Endpoint Security , Network Firewalls, Network Access Control , Next-Generation Technologies & Secure Development
Performance Hit: Meltdown and Spectre Patches Slow Systems
Intel, Microsoft and Linux Confirm Slowdowns - Especially for Servers, Older PCsSecurity researchers, operating system developers, microprocessor engineers and others are creating patches to help defend against the three memory corruption flaws collectively known as Meltdown and Spectre.
See Also: The Essential Guide to MITRE ATT&CK Round 4
But the fixes carry a performance cost, in part, because the "side-channel attacks" exploit a physical feature built into modern microprocessors that speed up operations. At least so far, safeguarding against attacks has required sacrificing speed.

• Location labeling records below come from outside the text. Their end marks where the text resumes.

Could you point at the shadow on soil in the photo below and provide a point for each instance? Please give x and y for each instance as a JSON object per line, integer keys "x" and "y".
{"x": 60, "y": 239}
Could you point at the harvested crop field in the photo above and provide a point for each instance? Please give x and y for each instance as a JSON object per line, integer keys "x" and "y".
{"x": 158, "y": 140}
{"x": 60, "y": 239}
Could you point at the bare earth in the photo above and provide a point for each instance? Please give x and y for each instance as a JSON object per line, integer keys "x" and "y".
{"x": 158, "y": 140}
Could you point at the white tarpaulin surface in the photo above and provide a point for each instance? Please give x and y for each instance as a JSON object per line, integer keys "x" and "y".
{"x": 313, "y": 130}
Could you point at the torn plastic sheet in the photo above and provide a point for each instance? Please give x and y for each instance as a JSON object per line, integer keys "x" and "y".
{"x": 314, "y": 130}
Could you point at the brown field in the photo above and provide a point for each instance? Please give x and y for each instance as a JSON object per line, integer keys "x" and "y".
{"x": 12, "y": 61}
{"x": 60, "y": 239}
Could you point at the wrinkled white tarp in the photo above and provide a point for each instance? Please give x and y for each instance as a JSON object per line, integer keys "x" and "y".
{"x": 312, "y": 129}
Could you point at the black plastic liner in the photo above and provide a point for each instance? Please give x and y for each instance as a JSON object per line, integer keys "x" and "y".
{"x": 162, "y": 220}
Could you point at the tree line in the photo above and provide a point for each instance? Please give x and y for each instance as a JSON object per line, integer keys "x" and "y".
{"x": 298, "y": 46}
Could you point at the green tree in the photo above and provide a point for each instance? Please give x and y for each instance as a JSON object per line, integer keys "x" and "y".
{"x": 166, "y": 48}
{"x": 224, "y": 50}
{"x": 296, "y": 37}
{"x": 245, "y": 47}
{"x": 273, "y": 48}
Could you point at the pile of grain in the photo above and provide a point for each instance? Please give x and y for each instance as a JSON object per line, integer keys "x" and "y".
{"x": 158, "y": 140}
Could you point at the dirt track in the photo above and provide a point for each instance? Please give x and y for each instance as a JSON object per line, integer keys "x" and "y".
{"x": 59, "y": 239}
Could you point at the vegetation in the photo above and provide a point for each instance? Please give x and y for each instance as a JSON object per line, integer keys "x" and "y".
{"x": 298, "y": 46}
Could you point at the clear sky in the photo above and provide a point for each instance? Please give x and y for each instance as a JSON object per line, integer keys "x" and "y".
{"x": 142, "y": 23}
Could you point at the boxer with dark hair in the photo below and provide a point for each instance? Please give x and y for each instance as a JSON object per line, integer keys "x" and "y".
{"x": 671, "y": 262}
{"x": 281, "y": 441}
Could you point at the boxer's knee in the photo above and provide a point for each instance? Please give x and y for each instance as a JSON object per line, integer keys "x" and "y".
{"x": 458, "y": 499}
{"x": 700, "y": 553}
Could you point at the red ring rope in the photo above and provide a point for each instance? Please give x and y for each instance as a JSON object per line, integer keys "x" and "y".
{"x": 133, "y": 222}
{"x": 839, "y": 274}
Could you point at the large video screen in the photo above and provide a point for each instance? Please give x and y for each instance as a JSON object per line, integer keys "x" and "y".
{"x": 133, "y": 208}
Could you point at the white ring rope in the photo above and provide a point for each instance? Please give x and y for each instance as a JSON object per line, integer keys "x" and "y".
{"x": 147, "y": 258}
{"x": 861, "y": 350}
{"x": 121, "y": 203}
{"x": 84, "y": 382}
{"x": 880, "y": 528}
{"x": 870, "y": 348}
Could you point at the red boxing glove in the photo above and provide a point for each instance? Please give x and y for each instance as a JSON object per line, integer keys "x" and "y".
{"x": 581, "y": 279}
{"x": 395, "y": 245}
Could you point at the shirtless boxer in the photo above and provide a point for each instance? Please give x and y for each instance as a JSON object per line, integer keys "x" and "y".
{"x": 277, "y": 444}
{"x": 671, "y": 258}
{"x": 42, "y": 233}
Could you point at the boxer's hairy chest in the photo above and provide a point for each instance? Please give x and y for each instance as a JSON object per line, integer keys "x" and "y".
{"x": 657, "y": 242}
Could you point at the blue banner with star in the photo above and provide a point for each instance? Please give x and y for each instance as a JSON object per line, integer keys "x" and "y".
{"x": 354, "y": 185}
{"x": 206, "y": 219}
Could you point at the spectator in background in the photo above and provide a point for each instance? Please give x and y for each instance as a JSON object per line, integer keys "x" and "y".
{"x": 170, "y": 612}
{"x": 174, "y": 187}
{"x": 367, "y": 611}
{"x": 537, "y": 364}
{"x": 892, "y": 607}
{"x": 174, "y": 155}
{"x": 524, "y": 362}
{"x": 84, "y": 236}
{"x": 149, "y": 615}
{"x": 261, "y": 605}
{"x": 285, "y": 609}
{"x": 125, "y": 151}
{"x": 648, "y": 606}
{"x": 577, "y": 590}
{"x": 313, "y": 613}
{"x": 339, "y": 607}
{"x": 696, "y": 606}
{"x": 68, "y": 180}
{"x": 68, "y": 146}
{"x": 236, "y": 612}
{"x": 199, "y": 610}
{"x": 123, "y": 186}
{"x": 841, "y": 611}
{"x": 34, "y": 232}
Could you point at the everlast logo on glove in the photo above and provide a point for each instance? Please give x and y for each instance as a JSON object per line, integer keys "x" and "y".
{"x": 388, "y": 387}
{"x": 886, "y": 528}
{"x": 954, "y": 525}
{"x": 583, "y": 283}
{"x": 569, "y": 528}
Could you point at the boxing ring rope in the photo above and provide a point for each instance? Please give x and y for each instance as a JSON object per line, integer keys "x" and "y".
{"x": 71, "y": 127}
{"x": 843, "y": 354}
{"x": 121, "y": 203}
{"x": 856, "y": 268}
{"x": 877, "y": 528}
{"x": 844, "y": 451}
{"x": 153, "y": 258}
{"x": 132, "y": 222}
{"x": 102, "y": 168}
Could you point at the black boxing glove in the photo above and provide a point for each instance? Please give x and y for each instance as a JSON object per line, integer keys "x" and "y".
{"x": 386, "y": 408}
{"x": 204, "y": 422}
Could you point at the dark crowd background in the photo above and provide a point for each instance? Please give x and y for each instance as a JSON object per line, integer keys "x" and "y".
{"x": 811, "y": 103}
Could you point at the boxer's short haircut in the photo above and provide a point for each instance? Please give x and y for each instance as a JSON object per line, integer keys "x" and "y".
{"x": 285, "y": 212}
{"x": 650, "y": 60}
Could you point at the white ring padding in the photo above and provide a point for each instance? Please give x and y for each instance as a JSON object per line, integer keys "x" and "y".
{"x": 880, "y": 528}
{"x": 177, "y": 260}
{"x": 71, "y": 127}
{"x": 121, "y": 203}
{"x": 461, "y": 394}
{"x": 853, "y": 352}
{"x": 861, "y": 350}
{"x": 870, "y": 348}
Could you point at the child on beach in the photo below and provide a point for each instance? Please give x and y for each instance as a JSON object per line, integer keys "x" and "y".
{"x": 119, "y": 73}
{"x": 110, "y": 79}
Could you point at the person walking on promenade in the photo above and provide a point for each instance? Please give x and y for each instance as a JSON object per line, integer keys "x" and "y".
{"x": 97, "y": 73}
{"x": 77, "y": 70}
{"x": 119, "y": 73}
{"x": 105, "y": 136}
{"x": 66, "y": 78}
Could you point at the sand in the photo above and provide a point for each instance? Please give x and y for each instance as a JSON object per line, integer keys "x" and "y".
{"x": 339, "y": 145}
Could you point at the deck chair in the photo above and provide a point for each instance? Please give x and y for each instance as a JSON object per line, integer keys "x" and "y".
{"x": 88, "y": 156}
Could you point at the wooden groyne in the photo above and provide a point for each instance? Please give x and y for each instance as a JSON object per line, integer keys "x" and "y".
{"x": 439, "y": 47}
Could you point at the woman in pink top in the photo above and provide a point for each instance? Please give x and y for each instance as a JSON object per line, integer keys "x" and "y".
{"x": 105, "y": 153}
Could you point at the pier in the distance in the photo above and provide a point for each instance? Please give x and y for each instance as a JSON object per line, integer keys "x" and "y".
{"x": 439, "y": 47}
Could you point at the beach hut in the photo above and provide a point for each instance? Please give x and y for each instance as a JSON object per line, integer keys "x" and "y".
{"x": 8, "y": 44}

On the upside, security researchers say that patches can help block exploits that target Meltdown and Spectre, which were first publicly disclosed on Jan. 3 and which affect millions of modern computing devices based on Intel, ARM and AMD chips. That includes not only PCs and smartphones, but also enterprise appliances and servers used in data centers that process large workloads (see Meltdown and Spectre Forecast: Patch Now and Keep Patching).

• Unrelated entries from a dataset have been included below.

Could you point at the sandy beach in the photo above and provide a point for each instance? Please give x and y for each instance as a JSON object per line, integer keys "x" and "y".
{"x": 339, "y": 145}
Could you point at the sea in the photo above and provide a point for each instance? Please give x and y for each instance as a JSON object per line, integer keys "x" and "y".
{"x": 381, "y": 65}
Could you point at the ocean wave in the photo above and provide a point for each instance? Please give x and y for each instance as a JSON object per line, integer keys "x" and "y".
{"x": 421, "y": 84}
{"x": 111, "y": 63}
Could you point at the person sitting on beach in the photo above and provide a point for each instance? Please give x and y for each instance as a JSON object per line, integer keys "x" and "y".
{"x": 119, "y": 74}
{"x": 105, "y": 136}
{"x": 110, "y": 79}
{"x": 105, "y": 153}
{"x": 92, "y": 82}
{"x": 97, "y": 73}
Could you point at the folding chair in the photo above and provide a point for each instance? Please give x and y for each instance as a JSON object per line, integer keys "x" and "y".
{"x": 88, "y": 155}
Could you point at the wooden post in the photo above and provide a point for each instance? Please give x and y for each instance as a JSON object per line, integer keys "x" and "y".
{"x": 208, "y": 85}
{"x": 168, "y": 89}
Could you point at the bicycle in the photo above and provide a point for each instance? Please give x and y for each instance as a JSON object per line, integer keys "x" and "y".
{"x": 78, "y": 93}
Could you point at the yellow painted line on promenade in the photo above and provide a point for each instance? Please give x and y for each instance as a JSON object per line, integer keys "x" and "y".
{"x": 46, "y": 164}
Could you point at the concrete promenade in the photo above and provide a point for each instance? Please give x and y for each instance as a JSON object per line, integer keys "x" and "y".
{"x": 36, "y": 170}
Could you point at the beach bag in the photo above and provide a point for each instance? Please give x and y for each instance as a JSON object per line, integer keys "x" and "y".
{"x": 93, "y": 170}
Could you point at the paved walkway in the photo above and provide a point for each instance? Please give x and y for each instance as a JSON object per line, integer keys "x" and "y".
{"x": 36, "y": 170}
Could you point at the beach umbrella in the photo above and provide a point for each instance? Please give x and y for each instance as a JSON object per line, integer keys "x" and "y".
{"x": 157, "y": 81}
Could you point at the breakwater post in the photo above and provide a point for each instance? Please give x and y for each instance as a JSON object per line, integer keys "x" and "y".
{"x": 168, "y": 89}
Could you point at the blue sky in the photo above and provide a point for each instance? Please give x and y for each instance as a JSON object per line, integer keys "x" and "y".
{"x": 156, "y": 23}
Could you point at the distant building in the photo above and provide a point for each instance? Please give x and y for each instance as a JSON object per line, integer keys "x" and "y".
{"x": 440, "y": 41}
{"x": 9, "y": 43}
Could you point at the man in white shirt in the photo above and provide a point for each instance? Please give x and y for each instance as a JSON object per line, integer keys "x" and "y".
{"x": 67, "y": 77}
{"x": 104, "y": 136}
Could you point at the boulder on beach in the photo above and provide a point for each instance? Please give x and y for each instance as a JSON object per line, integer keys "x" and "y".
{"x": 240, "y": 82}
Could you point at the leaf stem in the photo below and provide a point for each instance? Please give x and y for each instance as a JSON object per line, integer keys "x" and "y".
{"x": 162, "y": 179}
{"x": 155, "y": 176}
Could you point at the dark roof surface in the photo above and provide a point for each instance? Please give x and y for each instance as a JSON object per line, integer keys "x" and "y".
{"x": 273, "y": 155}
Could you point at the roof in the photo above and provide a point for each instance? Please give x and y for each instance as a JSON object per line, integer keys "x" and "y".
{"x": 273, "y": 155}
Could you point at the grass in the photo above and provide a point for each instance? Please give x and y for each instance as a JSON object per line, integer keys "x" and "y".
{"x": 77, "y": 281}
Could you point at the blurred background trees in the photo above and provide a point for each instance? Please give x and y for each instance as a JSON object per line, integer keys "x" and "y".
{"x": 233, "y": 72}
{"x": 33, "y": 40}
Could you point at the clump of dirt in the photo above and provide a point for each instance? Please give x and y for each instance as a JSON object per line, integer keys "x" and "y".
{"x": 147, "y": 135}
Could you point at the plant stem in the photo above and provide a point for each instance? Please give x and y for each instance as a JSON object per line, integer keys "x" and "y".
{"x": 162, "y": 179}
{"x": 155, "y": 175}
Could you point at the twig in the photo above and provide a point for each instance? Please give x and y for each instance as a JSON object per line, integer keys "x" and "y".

Intel, whose chips are most exposed to the flaws, on Tuesday reported that based on its PC benchmarking tests of 8th Generation Core platforms - its most modern microprocessor, introduced last October - with solid state storage, it saw microprocessor performance decrease by 2 percent to 14 percent, with an average 6 percent reduction, after installing patched firmware. The performance degradation for older microprocessors and systems with hard disk drives would likely be more severe.
Intel is already facing multiple U.S. class action lawsuits filed over the flaws.
But with firmware and software updates continuing to roll out, there's no accurate view yet of the performance costs that patching may incur. "It is important to note that many of the benchmarks published so far do not include both OS and silicon updates," Terry Myerson, executive vice president for Microsoft's Windows and devices group, says in a Tuesday blog post.
For maximum assurance against Meltdown and Spectre, organizations could "replace CPU hardware," which was the only solution first offered by Carnegie Mellon University's CERT Coordination Center (see Serious Meltdown and Spectre Flaws Make CPUs Exploitable). But CERT/CC later revised its recommendation to only read "apply updates." CERT/CC didn't immediately respond to a request for comment about what led to its revision.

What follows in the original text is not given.